On the subject of Universal re-issues, they just didn't sell that well. Although the GP compilations did well, the follow-ups lost money. We need more people to support such re-issue programmes if large companies are to keep their commitment. Whatever, the music survives through all that industry stuff.

Phillip said...

Sensational! And what a line-up in the band!
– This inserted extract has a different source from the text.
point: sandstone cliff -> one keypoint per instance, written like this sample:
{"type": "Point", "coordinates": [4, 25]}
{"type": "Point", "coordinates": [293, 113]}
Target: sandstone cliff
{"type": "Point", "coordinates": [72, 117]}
Thank you.

mike said...

Thanks for this!

Does anyone have a link to Stan Tracey & Keith Tippett's "Supernova"? I'd love to hear that one....

http://www.vortexjazz.co.uk/cd-reviews/supernova.html

verge said...

excellent write up that made me more interested in peeping this than the title suggested.
Thanks again Bacoso, for all the self less sharing.

Reza said...

Thanks, yeah still waiting for that Neil Ardley Symphony of Amaranths reissue ...

Happy birthday mate !

taro nombei said...

looking forward to hearing this — it's not come my way before. thanks every time...

baf said...

thanks again

yewsta said...

Many thanks

chano said...

New to my ears. Thanks Bacoso.

Simon666 said...

Love some tracks here, grabbed by the exotica of 'Bakiff" with the haunting flute lines, and "Because I tell you so" for the piano and vibes, thanks B :)

insta said...

Thank you for this rarity! Very interesting listening, I love how Mr. Tracey cuts through a layer of Easy Listening woodwinds with his dissonant chords.

bluebird said...

Thanks Bacoso - must be worthy of cd re-issue. Come on Stan, see if you can exert a bit of pressure somewhere.
Just got my 'Windmill Tilter' - a knockout. Did you hear a bit of Booker Little here and there?

bluebird said...

Thanks Bacoso - must be worthy of cd re-issue. Come on Stan, see if you can exert a bit of pressure somewhere.
Just got my 'Windmill Tilter' - a knockout. Did you hear a bit of Booker Little here and there?

yoshio said...

fantastic what a great british jazz lp!

Coolroy said...

oh baby

Desdemona said...

thanks so much! I love British anything. :)

DonHo57 said...

great share....many thanks!!!

grumpy said...

Many thanks, Bacosa.

Laddy said...

Hey, thank you.

janbeatz said...

"borrowed"this one from my high school record library in1985...haha,great stuff as always,a true head.

janbeatz said...

"borrowed"this one from my high school record library in1985...haha,great stuff as always,a true head.

uppoppedthedevil said...

I loved this and didnt think I would - a few listens and i was really switched on to it.Thankyou.

Doug S. said...

I grabbed/adored this when it was originally posted, but I just lost it in a hard-drive crash. Any chance you might re-up?